Dealing with lots of small files in Hadoop MapReduce with CombineFileInputFormat

Input to Hadoop MapReduce process is abstracted by InputFormat. FileInputFormat is a default implementation that deals with files in HDFS. With FileInputFormat, each file is splited into one or more InputSplits typically upper bounded by block size. This means the number of input splits are lower bounded by number of input files. This is not an ideal environment for MapReduce process when it's dealing with large number of small files, because overhead of coordinating distributed processes is far greater than when there are relatively small number of large files. Note here when the input split spills over block boundaries this could work against the general rule of 'having process close to data', because blocks could be at different network locations.
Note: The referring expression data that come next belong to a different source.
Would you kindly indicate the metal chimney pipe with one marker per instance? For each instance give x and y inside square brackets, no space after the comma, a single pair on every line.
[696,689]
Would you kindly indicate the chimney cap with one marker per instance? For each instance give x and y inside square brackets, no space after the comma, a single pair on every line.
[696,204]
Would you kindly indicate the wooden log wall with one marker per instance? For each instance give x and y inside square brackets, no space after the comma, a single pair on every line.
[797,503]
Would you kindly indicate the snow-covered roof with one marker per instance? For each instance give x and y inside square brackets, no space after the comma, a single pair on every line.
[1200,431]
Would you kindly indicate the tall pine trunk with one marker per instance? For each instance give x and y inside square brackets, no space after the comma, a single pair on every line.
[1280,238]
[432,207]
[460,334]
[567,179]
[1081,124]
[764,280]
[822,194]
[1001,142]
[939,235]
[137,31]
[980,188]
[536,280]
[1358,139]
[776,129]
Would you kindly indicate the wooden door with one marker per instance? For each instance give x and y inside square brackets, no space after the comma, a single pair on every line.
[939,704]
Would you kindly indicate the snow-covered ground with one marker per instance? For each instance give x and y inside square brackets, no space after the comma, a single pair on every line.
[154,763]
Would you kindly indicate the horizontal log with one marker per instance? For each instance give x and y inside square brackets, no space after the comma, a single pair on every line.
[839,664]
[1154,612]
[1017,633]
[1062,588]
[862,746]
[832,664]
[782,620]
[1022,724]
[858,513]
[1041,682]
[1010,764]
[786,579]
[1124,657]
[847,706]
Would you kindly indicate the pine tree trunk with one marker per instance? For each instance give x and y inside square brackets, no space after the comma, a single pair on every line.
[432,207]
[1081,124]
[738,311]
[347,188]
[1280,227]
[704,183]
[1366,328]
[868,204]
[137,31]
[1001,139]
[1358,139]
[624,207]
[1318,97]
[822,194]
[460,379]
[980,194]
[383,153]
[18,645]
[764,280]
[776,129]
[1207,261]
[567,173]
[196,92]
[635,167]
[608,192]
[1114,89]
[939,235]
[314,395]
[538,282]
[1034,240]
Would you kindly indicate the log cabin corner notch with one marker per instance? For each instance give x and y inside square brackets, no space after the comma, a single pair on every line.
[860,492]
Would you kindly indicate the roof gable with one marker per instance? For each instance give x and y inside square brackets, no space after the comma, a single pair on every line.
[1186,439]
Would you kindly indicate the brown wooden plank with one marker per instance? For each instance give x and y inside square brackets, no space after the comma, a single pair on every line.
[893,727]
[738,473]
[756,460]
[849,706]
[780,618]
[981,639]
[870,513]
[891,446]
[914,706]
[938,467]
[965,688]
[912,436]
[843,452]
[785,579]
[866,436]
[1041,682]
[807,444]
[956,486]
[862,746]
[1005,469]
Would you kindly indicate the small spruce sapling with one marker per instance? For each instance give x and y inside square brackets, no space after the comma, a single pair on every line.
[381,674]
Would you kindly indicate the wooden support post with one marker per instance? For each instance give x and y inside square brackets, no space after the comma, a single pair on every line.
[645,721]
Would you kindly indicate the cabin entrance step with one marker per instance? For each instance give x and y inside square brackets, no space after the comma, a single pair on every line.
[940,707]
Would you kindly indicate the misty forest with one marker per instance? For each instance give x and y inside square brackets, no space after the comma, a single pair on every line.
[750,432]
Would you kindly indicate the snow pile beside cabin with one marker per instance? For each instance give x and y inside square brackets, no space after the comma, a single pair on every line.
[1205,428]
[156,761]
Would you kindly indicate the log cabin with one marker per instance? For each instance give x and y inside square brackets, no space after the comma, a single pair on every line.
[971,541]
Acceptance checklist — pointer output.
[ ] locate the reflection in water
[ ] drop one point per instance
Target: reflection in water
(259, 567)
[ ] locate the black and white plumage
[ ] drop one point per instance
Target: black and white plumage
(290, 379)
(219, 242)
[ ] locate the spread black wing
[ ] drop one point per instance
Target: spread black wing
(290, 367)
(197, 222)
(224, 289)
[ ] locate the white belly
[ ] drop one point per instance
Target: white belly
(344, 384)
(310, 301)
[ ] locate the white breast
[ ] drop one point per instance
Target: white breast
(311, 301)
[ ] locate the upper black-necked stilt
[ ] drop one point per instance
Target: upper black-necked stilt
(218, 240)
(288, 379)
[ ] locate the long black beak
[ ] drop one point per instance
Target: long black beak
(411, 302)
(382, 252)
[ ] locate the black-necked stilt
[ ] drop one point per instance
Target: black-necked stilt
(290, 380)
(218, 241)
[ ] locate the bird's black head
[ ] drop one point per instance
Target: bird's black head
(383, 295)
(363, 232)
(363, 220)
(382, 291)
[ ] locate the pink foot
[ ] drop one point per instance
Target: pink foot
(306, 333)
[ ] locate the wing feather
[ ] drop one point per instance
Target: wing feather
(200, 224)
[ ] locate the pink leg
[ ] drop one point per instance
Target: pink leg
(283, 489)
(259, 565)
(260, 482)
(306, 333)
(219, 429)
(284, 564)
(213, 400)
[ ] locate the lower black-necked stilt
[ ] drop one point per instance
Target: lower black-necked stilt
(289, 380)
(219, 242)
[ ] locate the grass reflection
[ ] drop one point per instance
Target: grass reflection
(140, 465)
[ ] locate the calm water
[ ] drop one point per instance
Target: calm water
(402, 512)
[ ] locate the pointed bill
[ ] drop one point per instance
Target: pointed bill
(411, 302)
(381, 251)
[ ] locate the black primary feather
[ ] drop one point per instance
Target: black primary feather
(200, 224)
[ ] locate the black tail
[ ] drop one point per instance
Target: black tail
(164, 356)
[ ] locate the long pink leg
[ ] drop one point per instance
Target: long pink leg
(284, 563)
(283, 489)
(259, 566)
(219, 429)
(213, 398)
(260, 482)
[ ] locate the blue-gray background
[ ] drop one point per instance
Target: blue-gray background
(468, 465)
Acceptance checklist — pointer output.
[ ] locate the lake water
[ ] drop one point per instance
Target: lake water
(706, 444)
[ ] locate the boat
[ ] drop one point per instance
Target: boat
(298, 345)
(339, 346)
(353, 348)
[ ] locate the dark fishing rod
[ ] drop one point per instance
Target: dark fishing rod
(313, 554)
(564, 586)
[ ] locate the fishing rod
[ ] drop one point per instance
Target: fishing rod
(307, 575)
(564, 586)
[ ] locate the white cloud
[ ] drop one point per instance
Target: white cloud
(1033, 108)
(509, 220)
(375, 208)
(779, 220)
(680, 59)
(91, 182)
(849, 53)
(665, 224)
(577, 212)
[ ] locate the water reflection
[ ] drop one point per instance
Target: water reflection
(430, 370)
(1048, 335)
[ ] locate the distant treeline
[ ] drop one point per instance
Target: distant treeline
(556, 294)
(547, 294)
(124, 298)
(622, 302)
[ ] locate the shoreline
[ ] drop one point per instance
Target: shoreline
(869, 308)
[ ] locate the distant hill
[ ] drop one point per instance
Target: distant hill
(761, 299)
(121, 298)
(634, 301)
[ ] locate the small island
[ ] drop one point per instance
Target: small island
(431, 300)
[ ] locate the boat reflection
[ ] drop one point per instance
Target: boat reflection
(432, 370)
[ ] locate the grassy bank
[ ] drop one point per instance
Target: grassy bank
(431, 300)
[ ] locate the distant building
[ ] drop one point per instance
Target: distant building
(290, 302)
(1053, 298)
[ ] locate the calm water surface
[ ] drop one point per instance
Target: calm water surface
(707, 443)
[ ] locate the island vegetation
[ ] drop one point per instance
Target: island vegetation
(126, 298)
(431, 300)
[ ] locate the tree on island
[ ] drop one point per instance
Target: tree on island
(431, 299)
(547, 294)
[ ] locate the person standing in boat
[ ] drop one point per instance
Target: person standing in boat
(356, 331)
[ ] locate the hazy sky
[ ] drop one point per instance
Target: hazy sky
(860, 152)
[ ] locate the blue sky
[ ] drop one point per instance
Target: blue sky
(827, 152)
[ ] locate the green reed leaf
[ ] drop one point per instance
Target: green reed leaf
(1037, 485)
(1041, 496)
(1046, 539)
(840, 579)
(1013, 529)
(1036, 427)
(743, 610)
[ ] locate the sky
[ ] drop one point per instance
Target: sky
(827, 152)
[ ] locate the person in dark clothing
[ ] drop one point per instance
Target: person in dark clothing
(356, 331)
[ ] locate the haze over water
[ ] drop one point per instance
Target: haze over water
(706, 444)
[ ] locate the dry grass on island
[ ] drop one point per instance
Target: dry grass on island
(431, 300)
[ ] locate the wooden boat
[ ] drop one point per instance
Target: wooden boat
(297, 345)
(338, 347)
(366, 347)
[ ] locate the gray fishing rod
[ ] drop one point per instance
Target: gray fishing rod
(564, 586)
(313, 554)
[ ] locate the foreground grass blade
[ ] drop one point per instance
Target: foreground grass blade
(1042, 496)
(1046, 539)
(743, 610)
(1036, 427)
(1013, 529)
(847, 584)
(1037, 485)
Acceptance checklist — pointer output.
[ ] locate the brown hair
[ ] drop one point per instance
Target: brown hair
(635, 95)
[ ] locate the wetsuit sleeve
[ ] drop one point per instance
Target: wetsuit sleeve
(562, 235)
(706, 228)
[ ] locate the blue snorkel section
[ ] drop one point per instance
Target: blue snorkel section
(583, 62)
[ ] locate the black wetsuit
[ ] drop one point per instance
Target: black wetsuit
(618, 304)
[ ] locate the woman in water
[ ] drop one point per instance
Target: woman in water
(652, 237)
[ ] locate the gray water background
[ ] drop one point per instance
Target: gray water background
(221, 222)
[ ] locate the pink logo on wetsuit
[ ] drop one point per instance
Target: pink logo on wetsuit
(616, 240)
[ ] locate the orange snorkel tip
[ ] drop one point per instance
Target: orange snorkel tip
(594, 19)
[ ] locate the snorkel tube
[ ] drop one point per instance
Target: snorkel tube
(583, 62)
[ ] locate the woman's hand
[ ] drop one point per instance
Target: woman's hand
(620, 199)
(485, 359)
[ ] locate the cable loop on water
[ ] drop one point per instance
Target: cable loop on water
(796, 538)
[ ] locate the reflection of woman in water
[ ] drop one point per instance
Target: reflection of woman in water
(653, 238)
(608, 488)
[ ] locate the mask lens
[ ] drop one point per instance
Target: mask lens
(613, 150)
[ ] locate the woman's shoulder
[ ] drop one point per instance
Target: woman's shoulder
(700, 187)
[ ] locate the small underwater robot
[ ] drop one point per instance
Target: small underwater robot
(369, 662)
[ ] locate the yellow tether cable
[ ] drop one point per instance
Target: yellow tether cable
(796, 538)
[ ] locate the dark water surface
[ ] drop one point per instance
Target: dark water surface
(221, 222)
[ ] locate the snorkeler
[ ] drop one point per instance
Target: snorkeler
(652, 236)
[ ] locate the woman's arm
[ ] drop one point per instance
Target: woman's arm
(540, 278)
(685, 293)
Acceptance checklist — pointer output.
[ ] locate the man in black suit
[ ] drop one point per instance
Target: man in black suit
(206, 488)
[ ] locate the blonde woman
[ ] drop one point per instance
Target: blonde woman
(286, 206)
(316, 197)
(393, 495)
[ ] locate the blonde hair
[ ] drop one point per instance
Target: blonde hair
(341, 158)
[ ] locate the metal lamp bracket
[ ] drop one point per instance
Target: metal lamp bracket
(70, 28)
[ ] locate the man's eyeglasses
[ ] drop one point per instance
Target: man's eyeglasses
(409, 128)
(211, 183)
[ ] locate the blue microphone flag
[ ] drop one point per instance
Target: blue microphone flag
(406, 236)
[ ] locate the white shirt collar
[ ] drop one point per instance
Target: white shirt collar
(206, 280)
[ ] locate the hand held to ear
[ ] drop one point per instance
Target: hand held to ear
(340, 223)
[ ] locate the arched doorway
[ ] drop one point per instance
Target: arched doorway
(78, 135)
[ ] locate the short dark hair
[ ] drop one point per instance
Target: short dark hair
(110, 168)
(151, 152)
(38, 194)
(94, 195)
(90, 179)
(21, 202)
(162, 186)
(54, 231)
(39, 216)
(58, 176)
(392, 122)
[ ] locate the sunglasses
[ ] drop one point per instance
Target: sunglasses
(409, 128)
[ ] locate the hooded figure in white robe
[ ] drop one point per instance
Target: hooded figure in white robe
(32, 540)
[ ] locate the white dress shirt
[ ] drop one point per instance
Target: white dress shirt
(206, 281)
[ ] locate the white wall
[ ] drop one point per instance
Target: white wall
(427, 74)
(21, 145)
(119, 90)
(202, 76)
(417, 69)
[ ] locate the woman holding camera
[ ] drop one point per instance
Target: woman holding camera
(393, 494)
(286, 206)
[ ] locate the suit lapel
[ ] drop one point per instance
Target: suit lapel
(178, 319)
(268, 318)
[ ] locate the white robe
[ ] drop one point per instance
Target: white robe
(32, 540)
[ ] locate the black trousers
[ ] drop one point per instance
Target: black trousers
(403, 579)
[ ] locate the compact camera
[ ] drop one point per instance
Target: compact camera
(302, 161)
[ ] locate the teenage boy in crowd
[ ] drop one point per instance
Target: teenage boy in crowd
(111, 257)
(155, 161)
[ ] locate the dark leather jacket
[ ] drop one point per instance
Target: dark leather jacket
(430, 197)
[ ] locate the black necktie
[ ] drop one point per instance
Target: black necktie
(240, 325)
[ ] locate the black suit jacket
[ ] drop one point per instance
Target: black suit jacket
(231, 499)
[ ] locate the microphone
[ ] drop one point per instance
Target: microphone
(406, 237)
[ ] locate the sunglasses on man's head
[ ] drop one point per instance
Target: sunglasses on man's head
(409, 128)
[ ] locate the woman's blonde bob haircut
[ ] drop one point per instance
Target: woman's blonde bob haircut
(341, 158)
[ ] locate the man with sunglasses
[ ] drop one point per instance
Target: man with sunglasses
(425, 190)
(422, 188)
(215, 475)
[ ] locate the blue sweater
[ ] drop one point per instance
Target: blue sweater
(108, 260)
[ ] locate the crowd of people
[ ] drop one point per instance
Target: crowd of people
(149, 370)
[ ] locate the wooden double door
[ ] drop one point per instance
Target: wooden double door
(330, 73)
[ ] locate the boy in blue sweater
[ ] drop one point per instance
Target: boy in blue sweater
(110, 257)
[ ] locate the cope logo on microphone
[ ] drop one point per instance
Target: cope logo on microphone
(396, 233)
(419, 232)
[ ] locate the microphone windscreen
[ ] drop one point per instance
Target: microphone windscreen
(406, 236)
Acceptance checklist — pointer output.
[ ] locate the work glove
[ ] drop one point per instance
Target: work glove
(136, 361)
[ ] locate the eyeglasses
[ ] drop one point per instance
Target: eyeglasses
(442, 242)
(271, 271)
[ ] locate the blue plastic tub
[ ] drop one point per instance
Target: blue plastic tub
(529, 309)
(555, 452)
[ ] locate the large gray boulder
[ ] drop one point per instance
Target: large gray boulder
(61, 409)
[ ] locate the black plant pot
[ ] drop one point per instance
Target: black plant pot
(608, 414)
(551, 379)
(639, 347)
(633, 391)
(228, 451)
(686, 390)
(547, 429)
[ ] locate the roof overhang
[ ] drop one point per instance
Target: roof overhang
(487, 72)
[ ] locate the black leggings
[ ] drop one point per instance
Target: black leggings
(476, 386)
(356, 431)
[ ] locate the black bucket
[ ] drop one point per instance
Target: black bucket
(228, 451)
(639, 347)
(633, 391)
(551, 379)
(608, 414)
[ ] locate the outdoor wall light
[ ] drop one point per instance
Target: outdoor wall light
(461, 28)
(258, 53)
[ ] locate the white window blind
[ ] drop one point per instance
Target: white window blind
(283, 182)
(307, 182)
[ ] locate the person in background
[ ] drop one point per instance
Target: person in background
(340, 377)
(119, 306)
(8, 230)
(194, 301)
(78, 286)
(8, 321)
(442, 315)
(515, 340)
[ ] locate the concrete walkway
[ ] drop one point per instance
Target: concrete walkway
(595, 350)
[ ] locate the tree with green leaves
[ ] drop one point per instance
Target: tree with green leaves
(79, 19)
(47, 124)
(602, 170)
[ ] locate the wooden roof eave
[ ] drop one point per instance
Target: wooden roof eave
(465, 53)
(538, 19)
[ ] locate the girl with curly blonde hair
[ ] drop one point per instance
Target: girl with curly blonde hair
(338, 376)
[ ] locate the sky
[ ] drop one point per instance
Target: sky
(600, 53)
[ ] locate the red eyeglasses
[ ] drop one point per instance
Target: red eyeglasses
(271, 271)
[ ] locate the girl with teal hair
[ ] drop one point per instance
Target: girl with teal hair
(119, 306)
Enter CombineFileInputFormat, it packs many files into each split so that each mapper has more to process. CombineFileInputFormat takes node and rack locality into account when deciding which blocks to place in the same split so it doesn't suffer from the same problem of simply having a big split size.

public class MyCombineFileInputFormat extends CombineFileInputFormat {

  public static class MyKeyValueLineRecordReader implements RecordReader {
    private final KeyValueLineRecordReader delegate;

    public MyKeyValueLineRecordReader(
      CombineFileSplit split, Configuration conf, Reporter reporter, Integer idx) throws IOException {
      FileSplit fileSplit = new FileSplit(
        split.getPath(idx), split.getOffset(idx), split.getLength(idx), split.getLocations());
      delegate = new KeyValueLineRecordReader(conf, fileSplit);
    }

    @Override
    public boolean next(Text key, Text value) throws IOException {
      return delegate.next(key, value);
    }

    @Override
    public Text createKey() {
      return delegate.createKey();
    }

    @Override
    public Text createValue() {
      return delegate.createValue();
    }

    @Override
    public long getPos() throws IOException {
      return delegate.getPos();
    }

    @Override
    public void close() throws IOException {
      delegate.close();
    }

    @Override
    public float getProgress() throws IOException {
      return delegate.getProgress();
    }
  }

  @Override
  public RecordReader getRecordReader(
    InputSplit split, JobConf job, Reporter reporter) throws IOException {
    return new CombineFileRecordReader(
      job, (CombineFileSplit) split, reporter, (Class) MyKeyValueLineRecordReader.class);
  }
}

CombineFileInputFormat is an abstract class that you need to extend and override getRecordReader method. CombineFileRecordReader manages multiple input splits in CombineFileSplit simply by constructing new RecordReader for each input split within. MyKeyValueLineRecordReader creates a KeyValueLineRecordReader to delegate operations to.

Remember to set mapred.max.split.size to a small multiple of block size in bytes as otherwise there will be no split at all.